As may be guessed after this beginning, from that hour till the end of his long and dangerous illness, Joan was Henry’s most constant attendant. Her aunt did the rougher work of the sick room, indeed, but for everything else he depended upon her; clinging to her with a strange obstinacy that baffled all attempts to replace her by a more highly trained nurse. On one occasion, when an effort of the sort was made, the results upon the patient were so unfavourable that, to her secret satisfaction, Joan was at once reinstalled.
After some days Henry took a decided turn for the worse. His temperature rose alarmingly, and he became delirious, with short coherent intervals. Blood poisoning, which the doctors feared, declared itself, and in the upshot he fell a victim to a dreadful fever that nearly cost him his life. At one time the doctors were of opinion that his only chance lay in amputation of the fractured limb; but in the end they gave up this idea, being convinced that, in his present state, he would certainly die of the shock were they to attempt the operation.
Then followed three terrible days, while Henry lay between life and death.
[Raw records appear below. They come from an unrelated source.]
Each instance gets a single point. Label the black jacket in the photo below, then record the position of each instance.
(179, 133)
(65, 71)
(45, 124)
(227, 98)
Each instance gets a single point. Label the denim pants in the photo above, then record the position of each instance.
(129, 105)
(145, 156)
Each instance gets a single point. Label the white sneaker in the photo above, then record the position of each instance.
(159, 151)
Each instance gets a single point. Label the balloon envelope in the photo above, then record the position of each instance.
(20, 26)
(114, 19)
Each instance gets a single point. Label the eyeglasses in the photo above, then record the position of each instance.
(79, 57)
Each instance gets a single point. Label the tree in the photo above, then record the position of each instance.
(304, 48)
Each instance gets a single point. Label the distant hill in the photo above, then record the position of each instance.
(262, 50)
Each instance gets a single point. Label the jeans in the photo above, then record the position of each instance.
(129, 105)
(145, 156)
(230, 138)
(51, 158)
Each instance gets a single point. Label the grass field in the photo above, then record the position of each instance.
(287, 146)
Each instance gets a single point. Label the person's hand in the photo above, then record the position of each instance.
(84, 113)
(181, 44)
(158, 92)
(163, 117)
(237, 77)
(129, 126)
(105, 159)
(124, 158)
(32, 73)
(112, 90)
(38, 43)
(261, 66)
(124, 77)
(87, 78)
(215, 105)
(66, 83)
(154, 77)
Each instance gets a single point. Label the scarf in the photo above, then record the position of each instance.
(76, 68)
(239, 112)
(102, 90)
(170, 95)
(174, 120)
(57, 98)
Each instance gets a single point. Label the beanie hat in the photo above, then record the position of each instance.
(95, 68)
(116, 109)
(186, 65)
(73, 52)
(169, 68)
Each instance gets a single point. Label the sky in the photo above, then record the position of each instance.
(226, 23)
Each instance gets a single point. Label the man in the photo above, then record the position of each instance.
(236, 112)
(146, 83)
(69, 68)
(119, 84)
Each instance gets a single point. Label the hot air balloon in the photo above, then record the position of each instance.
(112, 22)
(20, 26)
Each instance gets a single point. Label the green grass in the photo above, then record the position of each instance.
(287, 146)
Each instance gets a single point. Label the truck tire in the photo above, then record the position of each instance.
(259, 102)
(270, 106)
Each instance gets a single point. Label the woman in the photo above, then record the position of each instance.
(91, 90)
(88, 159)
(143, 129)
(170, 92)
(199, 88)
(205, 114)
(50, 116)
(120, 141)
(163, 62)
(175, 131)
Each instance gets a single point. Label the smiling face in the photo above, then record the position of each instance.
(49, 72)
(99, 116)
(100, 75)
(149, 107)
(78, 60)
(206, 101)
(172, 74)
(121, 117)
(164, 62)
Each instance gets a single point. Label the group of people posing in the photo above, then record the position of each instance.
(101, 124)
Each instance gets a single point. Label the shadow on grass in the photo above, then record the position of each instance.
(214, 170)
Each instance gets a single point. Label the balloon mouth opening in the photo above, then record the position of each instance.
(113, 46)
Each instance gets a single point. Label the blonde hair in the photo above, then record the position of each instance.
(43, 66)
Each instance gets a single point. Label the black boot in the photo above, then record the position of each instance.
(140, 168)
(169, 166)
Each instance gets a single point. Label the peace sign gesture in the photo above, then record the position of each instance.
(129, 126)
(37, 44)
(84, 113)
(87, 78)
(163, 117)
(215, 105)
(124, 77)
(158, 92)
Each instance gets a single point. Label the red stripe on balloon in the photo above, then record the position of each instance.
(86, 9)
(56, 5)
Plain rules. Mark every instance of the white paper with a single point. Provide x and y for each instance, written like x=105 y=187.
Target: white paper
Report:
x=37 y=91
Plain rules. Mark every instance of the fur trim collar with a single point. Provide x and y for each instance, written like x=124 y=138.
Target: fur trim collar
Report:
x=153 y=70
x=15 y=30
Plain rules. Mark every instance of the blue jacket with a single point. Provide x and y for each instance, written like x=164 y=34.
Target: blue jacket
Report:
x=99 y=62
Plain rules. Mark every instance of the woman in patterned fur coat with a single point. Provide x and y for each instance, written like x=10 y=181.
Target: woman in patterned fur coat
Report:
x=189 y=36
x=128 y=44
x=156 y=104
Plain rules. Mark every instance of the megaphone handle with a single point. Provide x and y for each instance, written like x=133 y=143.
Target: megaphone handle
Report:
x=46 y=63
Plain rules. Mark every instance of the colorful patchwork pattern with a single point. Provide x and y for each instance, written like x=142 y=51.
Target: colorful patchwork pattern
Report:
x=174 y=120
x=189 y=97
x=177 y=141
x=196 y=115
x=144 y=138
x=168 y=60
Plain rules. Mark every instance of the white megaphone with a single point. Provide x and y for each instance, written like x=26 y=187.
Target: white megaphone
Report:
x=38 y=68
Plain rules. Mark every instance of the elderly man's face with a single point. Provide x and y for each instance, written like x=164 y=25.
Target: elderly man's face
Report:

For the greater part of those days Lady Graves and Ellen sat in the bar-parlour, the former lost in stony silence, the latter pale and anxious enough, but still calm and collected. Even now Ellen did not lose her head, and this was well, for the others were almost distracted by anxiety and grief. Distrusting the capacities of Joan, a young person whom she regarded with disfavour as being the cause of her brother’s accident, it was Ellen who insisted upon the introduction of the trained nurses, with consequences that have been described. When the doctors hesitated as to the possibility of an operation, it was Ellen also who gave her voice against it, and persuaded her mother to do the same.
“I know nothing of surgery,” she said, with conviction, “and it seems probable that poor Henry will die; but I feel sure that if you try to cut off his leg he will certainly die.”
“I think that you are right, Miss Graves,” said the eminent surgeon who had been brought down in consultation, and with whom the final word lay. “My opinion is that the only course to follow with your brother is to leave him alone, in the hope that his constitution will pull him through.”
So it came about that Henry escaped the knife.